- Poster
- Directed by: Raghav (Dwarki)
- Written by: Raghav (Dwarki)
- Produced by: E. Krishnappa
- Starring: Srinagar Kitty Rachana Malhothra
- Cinematography: Sundarnath Suvarna
- Edited by: K. M. Prakash
- Music by: X. Paulraj
- Release date: 5 August 2010;
- Running time: 138 minutes
- Country: India
- Language: Kannada

= Mathe Mungaru =

Mathe Mungaru is a 2010 Indian Kannada-language drama film written and directed by Raghav. It stars Srinagar Kitty and Rachana Malhothra. The film released to positive reviews but went unnoticed at the box office.

==Plot==

Mathe Mungaru tells the true-life story of Narayana Mandhagadde, a man from Shivamogga district in Karnataka who served 21 years in prison in Pakistan. He returned home in 2003 with the intervention of the former prime minister Atal Bihari Vajpayee.

== Production ==
The story is based on Narayana Mandagadde, an Indian prisoner who was held captive in Pakistan for twenty-one years. 11 actors including Srinagara Kitty shaved their heads for their roles in the film.

Although initially hesitant, Asha Bhosle agreed to sing a song for the film in Mumbai, marking her comeback to the Kannada industry after 37 years. Upon recording, difficult Kannada words were replaced with easier ones. The song was recorded in January 2010. A month later, after both the crew had Bhosle mistakenly release a statement denoting that the song was her Kannada debut after Veer Samarth stated that another song she recorded was her debut.

==Soundtrack==
The music of the movie is composed by X. Paulraj, with lyrics by Dwarki Raghava, except where noted.

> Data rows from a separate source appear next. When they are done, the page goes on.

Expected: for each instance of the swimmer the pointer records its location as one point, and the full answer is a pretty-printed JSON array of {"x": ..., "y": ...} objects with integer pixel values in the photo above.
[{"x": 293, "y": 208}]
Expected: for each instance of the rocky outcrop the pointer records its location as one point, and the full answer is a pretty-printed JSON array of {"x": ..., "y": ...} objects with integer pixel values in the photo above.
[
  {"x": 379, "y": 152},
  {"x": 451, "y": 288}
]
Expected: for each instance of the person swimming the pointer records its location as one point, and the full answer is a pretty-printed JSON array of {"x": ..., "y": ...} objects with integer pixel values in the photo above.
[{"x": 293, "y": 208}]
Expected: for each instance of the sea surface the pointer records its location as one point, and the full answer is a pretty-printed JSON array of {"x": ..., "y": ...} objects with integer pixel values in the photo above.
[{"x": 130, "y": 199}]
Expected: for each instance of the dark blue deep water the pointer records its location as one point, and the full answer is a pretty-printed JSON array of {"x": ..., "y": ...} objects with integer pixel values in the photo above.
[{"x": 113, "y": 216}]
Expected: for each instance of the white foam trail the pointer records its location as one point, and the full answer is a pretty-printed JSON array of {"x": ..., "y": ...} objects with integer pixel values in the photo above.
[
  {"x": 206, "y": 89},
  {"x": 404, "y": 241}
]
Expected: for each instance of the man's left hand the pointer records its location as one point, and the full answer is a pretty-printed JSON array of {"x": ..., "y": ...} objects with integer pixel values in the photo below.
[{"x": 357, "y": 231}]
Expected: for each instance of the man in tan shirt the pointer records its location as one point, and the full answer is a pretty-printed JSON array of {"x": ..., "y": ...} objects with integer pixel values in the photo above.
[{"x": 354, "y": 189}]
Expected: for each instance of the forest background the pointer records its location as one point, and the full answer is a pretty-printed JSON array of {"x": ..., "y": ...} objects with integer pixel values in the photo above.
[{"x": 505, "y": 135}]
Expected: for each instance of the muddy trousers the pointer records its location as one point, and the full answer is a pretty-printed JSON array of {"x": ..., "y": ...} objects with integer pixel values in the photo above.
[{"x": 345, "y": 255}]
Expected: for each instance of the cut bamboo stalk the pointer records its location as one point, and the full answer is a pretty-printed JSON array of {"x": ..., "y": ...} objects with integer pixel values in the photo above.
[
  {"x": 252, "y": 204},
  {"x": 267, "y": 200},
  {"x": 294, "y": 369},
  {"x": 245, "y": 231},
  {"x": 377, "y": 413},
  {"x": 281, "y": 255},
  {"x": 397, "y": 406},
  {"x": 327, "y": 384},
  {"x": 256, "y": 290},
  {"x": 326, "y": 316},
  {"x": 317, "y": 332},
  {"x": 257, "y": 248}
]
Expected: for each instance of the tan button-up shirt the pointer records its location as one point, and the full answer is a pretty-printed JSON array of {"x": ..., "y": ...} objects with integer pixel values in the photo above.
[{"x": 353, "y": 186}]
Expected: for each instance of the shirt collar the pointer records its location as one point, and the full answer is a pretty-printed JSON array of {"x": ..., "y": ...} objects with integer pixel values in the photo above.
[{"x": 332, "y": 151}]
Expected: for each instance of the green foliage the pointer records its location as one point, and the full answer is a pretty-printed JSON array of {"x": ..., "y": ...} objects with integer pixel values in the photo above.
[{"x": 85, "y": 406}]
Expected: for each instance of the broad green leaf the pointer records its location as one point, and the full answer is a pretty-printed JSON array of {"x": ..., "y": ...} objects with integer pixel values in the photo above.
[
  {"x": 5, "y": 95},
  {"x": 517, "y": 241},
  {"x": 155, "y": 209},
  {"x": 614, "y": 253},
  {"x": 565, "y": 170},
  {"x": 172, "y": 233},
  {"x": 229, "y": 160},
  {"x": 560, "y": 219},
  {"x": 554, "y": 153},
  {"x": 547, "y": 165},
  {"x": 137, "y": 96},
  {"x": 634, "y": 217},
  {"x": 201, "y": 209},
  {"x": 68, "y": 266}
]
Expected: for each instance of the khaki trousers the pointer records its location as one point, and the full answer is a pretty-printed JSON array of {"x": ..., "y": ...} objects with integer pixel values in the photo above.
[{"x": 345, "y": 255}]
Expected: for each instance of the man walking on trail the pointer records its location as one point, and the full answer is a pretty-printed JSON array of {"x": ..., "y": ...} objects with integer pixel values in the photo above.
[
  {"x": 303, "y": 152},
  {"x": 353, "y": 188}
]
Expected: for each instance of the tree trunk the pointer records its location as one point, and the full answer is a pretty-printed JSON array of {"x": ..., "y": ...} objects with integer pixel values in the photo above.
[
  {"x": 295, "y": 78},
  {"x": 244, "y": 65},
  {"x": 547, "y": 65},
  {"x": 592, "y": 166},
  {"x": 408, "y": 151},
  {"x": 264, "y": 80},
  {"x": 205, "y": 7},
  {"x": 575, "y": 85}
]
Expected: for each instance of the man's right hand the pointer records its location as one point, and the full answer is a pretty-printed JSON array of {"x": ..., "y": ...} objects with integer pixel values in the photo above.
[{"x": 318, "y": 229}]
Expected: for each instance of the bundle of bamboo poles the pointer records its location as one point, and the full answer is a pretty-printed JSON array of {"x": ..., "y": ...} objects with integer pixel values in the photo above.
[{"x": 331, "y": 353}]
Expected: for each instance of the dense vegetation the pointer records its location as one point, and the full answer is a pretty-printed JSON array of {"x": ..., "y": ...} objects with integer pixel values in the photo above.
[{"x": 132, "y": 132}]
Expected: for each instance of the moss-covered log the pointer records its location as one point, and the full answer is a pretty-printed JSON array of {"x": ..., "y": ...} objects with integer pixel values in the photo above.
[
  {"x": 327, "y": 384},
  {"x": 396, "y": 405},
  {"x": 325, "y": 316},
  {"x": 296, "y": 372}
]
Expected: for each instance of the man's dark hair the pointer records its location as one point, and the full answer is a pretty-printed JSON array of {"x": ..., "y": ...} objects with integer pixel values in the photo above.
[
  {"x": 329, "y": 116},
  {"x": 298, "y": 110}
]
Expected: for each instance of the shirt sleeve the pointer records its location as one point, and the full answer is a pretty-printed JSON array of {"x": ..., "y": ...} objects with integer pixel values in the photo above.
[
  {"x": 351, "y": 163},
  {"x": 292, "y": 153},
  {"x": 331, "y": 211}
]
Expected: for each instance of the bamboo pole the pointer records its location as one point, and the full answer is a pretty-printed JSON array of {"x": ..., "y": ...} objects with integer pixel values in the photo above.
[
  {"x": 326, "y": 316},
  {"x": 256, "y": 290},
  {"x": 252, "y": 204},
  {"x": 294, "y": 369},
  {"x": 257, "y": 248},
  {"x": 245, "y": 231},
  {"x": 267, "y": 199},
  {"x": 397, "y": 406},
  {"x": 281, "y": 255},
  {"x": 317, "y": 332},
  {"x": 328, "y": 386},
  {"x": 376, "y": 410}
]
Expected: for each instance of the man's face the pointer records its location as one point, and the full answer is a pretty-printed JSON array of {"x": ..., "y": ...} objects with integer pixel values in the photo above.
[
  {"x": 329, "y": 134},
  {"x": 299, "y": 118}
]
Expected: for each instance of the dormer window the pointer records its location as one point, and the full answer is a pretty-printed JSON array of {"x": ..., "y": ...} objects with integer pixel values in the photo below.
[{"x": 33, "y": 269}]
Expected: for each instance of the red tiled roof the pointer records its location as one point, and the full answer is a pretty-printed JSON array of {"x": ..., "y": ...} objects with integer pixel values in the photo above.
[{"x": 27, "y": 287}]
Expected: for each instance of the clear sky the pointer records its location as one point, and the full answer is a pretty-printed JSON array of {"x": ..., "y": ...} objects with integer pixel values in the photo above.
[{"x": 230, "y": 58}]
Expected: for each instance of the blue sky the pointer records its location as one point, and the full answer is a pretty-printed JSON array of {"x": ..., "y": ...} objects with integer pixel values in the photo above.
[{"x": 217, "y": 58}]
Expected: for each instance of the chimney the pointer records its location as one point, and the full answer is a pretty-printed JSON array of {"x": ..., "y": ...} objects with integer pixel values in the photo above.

- "Chita Pata Pata" - Karthik, Shreya Ghoshal
- "Helade Kaarana" - Asha Bhosle
- "Summaniruva Ee Manasinali" - Ranjith
- "Belagayitu" - Hariharan (lyrics : V. Nagendra Prasad)
- "Kangalu Kanalive" - Karthikeyan
- "Hey Janmabhoomi" - Vijay Prakash, K. S. Chithra

== Reception ==
A critic from the IANS rated the film three out of five stars and wrote, "‘Mathe Mungaru’ is a very honest attempt backed by good efforts. If only Dwarki had worked on some details and polished his script, the film could have been much better".